Unfortunately, unlike OpenShift templates which can be added to the cluster globally or to specific namespaces, the HelmChartRepository object is cluster scoped only and does require a cluster administrator to use. As a result this feature is currently intended to be used by the cluster administrators to provide a curated set of helm charts for the platform user base as a whole.

An example HelmChartRepository is shown below:

apiVersion: helm.openshift.io/v1beta1
kind: HelmChartRepository
metadata:
  name: demo-helm-charts
spec:
  connectionConfig:
    url: 'https://gnunn-gitops.github.io/helm-charts'
  name: Demo Helm Charts

When this is added to an OpenShift cluster, the single chart in that repo, Product Catalog, appears in the Developer Console as per below and can be instantiated by developers as needed. The console will automatically display the latest version of that chart.

If you add a json schema (values.schema.json) to your Helm chart, as per this example, the OpenShift console can render a form in the GUI for users to fill out without having to directly deal with yaml.

If you are looking for a tutorial on how to create a Helm repo, I found the one here, “Create a public Helm chart repository with GitHub Pages”, quite good.

Adding Links to the Console

In many organizations it’s quite common to have a broad eco-system surrounding your own OpenShift cluster such as wikis, enterprise registries, third-party tools, etc to support your platform users. The OpenShift console enables a cluster administrator to add additional links to the console in various parts of the user interface to make it easy for your users to discover and navigate to the additional information and tools.

The available locations for ConsoleLink include:

  • ApplicationMenu – Places the item in the application menu as per the image below. In this image we have custom ConsoleLink items for ArgoCD (GitOps tool) and Quay (Enterprise Registry).

  • HelpMenu – Places the item in the OpenShift help menu (aka the question mark). In the image below we have a ConsoleLink that takes us to the ArgoCD documentation.

  • UserMenu – Inserts the link into the User menu which is in the top right hand side of the OpenShift console.
  • NamespaceDashboard – Inserts the link into the Project dashboard for the selected namespaces.
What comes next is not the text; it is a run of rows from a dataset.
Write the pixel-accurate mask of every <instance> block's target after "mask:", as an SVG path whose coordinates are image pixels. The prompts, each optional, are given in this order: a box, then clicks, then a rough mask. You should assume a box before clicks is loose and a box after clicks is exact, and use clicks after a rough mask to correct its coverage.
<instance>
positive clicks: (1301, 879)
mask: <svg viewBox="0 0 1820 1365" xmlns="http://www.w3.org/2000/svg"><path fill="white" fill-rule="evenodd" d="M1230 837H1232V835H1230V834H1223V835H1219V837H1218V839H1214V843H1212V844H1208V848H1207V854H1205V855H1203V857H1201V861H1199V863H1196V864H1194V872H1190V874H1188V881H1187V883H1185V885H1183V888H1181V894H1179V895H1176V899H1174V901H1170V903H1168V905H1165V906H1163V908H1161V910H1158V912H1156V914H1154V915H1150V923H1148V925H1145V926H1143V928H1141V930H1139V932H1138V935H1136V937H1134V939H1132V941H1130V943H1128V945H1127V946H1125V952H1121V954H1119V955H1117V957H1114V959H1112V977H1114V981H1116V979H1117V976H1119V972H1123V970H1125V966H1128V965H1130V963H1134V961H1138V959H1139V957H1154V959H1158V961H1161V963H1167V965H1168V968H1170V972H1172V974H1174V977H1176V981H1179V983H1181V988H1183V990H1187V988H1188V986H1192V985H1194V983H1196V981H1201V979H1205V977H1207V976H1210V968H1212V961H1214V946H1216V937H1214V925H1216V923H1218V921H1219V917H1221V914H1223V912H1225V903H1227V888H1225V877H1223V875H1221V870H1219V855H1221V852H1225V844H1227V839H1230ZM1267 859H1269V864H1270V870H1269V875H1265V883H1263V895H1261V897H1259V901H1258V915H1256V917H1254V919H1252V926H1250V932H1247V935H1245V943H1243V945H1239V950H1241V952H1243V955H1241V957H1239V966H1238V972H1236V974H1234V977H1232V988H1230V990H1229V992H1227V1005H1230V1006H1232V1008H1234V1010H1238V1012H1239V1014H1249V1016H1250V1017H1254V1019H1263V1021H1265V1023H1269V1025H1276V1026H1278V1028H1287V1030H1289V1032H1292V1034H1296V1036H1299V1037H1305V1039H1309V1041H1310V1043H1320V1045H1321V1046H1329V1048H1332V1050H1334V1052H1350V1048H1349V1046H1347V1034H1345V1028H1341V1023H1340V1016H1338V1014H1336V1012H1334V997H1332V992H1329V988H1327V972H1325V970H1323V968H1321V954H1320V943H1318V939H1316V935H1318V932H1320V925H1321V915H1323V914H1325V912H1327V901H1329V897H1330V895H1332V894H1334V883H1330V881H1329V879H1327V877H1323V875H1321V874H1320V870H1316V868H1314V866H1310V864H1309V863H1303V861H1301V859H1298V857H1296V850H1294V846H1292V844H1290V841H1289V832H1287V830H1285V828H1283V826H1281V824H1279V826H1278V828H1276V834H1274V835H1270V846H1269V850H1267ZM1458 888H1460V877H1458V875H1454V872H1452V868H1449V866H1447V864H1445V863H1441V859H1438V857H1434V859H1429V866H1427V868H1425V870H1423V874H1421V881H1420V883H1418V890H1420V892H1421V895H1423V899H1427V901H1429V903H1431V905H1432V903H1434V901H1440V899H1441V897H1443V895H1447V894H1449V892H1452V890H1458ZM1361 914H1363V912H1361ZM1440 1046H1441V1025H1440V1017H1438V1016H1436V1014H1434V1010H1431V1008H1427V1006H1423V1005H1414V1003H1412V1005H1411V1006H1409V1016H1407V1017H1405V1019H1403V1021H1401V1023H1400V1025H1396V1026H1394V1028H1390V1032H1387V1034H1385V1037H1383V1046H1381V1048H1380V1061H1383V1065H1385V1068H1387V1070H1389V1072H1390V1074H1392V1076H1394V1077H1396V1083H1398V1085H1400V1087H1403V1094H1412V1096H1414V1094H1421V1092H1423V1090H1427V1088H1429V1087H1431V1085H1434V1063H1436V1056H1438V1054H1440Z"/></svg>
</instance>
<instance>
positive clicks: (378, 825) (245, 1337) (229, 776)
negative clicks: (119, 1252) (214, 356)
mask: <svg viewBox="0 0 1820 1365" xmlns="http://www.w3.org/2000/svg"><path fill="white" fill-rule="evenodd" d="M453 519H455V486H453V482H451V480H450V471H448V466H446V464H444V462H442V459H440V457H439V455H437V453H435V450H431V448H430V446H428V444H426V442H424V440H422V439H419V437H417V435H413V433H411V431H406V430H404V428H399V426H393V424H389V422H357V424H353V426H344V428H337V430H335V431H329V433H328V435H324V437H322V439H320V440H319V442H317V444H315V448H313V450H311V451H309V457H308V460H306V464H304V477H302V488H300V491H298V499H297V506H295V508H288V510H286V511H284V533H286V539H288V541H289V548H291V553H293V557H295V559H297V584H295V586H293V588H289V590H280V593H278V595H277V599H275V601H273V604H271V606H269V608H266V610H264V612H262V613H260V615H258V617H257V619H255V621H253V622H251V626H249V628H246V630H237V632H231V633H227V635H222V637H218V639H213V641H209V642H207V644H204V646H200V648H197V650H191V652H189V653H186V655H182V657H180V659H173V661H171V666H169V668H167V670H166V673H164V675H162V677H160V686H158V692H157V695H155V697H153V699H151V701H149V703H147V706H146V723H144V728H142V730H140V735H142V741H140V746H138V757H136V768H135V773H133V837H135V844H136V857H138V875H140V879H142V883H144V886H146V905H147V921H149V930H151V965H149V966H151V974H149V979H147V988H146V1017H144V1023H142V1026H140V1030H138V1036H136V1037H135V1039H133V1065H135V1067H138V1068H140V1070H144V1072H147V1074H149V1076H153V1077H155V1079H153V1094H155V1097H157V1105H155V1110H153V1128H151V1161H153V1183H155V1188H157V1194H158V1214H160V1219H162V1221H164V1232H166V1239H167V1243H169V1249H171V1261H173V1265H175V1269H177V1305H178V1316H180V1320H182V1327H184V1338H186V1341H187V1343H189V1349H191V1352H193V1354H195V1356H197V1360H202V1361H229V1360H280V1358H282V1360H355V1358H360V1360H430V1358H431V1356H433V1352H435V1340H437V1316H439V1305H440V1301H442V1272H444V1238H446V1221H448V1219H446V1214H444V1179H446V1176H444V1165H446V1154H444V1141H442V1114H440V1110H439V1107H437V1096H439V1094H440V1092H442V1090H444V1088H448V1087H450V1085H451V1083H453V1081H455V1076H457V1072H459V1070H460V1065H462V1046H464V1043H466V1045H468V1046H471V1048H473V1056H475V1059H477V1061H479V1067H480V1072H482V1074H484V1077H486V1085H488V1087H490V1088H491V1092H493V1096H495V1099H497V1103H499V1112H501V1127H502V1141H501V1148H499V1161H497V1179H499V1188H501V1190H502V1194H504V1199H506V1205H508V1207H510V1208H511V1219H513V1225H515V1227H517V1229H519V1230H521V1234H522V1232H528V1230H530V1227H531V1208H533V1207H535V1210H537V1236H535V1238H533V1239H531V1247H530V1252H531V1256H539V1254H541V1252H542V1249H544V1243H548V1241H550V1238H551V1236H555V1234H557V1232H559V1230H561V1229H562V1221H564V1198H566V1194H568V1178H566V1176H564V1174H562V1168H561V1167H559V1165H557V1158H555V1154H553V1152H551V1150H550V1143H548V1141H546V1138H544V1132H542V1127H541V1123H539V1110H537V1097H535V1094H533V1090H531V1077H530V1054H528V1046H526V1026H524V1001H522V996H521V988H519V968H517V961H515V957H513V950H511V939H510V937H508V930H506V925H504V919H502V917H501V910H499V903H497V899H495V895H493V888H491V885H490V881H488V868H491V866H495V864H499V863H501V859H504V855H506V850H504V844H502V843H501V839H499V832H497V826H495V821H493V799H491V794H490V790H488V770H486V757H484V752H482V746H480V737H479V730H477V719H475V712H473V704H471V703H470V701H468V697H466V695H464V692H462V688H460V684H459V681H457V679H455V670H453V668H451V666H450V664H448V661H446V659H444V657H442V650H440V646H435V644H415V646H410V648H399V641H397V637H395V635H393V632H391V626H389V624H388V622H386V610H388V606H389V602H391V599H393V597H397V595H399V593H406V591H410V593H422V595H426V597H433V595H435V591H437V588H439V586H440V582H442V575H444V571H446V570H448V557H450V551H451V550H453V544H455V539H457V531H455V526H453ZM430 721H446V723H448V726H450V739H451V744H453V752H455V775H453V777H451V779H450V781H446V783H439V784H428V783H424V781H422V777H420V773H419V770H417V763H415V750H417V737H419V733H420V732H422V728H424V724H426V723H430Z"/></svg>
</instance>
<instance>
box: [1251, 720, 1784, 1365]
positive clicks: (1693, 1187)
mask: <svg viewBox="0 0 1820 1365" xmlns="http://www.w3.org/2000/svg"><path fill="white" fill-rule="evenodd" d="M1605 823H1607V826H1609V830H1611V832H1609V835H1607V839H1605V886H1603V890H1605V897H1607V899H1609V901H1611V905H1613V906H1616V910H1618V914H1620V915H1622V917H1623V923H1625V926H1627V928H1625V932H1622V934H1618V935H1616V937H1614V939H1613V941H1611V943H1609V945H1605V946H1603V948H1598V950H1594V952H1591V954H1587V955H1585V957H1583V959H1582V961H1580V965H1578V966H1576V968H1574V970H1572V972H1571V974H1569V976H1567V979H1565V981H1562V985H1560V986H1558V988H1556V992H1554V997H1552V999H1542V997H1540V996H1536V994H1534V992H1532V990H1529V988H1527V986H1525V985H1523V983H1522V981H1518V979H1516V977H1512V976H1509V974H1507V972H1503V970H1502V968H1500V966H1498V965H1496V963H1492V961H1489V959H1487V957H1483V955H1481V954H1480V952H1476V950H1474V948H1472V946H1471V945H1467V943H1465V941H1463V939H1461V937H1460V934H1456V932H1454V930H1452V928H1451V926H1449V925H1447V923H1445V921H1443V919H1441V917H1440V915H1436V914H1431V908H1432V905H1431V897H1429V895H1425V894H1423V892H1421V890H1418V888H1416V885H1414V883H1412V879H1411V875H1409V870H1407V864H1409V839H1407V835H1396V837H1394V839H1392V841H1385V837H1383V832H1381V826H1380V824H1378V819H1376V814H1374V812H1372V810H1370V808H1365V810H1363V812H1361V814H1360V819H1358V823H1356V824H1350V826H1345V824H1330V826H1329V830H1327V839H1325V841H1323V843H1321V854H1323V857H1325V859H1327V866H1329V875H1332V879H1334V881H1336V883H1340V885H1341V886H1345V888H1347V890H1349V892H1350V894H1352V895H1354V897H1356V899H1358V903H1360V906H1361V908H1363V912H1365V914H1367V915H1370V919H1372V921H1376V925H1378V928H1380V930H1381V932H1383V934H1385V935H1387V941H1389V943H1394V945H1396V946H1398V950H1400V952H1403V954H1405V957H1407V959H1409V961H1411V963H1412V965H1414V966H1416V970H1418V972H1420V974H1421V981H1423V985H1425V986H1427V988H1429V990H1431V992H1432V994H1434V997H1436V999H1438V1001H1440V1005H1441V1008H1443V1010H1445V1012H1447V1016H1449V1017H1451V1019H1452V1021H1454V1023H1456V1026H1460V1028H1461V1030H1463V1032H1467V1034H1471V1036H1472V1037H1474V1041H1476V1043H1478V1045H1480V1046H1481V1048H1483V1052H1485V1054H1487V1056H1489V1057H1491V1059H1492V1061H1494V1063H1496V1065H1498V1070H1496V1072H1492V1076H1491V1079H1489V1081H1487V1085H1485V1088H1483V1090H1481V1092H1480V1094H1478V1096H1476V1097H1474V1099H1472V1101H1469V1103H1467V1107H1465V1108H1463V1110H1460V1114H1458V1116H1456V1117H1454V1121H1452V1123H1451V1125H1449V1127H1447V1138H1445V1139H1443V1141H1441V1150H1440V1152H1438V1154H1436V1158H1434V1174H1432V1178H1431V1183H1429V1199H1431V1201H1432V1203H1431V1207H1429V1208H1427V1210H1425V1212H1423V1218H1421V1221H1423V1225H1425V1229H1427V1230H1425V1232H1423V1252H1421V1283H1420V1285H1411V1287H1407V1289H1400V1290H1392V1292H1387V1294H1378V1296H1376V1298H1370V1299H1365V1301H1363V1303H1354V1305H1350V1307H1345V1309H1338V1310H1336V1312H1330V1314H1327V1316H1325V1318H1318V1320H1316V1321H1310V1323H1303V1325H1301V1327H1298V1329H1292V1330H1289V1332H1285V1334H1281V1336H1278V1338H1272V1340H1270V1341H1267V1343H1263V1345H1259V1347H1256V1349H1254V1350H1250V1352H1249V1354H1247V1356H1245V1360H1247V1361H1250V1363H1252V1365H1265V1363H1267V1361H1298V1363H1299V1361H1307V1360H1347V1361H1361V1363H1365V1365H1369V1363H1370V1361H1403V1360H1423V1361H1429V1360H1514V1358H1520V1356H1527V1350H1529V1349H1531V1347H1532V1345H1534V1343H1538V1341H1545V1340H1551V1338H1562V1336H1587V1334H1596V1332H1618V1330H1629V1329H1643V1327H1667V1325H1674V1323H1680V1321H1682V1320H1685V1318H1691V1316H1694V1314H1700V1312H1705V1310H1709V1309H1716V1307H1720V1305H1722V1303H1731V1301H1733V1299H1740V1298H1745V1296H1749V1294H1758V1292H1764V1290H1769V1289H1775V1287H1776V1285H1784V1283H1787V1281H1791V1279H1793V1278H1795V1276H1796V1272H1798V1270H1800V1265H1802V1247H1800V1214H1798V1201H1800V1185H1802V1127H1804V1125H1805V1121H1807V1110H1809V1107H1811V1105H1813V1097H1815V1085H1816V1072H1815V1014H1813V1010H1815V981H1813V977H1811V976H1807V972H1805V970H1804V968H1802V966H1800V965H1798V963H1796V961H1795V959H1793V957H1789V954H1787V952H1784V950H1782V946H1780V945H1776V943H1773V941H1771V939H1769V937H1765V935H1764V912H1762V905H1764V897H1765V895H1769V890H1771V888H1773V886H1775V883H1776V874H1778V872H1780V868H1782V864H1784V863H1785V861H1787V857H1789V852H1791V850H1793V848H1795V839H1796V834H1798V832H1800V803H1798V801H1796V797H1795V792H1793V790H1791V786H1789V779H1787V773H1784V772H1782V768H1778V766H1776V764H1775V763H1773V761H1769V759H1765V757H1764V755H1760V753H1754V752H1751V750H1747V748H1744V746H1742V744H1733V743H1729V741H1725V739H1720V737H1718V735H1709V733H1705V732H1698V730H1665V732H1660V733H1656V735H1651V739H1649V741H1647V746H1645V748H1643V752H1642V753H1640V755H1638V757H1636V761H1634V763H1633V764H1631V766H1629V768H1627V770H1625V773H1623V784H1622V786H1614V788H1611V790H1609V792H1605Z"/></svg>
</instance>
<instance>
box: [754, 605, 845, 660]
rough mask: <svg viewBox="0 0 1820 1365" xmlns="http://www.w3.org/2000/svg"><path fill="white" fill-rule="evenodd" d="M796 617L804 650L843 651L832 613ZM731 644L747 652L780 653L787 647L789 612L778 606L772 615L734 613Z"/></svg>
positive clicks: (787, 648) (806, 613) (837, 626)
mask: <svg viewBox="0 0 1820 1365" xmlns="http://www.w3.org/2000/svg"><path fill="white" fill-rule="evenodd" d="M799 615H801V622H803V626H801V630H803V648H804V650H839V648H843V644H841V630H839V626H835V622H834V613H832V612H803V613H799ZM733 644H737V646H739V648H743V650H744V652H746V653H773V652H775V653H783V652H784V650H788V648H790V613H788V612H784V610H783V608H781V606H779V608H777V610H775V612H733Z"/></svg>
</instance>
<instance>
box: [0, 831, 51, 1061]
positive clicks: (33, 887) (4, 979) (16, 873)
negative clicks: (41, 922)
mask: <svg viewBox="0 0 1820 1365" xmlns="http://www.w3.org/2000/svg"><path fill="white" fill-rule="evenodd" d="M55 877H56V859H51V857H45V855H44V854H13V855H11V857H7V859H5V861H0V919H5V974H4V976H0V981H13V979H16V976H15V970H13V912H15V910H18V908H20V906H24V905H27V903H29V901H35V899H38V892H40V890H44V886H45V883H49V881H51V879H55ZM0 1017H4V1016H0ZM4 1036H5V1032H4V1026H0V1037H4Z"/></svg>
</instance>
A great blog entry that covered console links, as well as other console customizations, can be found on the OpenShift Blog.

Web Terminal

This one is a little more bleeding edge as this is currently in Technical Preview, however a newer feature in OpenShift is the ability to integrate a web terminal into the OpenShift console. This enables developers to bring up a CLI whenever they need it without having to have the oc binary on hand. The terminal is automatically logged into OpenShift using the same user that is in the console.

The Web Terminal installs as an operator into the OpenShift cluster so again requiring a cluster admin to install it. Creating an instance of the web terminal once the operator is installed is easily done through the use of a CR:

apiVersion: workspace.devfile.io/v1alpha1
kind: DevWorkspace
metadata:
  name: web-terminal
  labels:
    console.openshift.io/terminal: 'true'
  annotations:
    controller.devfile.io/restricted-access: 'true'
  namespace: openshift-operators
spec:
  routingClass: web-terminal
  started: true
  template:
    components:
      - plugin:
          id: redhat-developer/web-terminal/4.5.0
          name: web-terminal

While this is Technical Preview and not recommended for Production usage, it is something to keep an eye on as it moves towards GA.